Mais « Conclave » fait déjà face à des critiques de la part de certains membres de l’Église. L’évêque Robert Barron, fondateur du ministère catholique des médias Word on Fire et l’un des catholiques les plus suivis au monde sur les réseaux sociaux, a dit à ses abonnés sur X que le film dépeint injustement la hiérarchie de l’Église comme un « foyer d’ambition, de corruption et d’égoïsme désespéré,« fuir cela aussi vite que possible ». Le film envoie un message selon lequel la seule façon d’avancer pour l’Église est d’adopter « les mots à la mode progressistes de diversité, d’inclusion, d’indifférence à la doctrine ».

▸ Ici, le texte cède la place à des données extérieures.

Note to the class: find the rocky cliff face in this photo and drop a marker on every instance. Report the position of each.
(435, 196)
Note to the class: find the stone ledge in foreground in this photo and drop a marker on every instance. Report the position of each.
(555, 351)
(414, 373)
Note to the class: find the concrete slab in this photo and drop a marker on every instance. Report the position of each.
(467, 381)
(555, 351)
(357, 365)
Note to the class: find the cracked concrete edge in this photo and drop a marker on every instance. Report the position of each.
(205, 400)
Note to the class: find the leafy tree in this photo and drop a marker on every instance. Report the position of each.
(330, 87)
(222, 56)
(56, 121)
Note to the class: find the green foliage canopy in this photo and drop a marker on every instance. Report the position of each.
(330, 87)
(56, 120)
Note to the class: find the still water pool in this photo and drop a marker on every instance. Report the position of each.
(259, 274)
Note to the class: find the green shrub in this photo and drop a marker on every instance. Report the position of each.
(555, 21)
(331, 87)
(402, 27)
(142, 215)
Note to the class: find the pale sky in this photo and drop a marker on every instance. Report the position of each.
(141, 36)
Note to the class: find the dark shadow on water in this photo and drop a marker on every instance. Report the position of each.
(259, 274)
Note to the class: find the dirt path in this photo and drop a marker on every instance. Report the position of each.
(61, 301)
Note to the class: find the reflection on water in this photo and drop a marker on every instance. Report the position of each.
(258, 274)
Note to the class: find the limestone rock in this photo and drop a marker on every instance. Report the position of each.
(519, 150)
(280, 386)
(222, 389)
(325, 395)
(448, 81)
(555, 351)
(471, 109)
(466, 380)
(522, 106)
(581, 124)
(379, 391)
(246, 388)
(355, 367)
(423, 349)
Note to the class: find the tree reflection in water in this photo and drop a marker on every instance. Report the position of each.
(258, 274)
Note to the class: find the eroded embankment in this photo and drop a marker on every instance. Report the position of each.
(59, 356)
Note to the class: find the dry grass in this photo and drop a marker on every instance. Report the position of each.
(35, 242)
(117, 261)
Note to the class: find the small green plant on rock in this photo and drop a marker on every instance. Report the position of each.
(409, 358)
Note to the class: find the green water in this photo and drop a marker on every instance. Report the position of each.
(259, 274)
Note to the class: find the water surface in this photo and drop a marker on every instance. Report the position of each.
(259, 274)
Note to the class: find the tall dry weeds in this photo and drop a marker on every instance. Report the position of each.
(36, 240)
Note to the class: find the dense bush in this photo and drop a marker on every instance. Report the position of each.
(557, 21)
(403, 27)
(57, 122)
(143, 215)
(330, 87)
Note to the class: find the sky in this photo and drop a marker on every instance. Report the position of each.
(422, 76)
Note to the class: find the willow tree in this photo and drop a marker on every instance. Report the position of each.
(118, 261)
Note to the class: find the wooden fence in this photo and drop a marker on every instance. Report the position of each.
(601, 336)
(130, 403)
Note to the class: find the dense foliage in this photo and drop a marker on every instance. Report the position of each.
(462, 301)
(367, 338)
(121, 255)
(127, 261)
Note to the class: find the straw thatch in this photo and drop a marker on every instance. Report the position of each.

Steven P. Millies, directeur du Centre Bernardin de l’Union théologique catholique, un collège théologique de Chicago, a déclaré que la description du processus dans le film est confirmée par les rapports des cardinaux selon lesquels les conclaves sont un exercice de « construction prudente de coalition » alors qu’ils évaluent l’avenir de l’Église. « Un conclave est un événement politique – c’est une réflexion réfléchie, voire même une prière, sur l’avenir d’une communauté », a-t-il déclaré à CNN.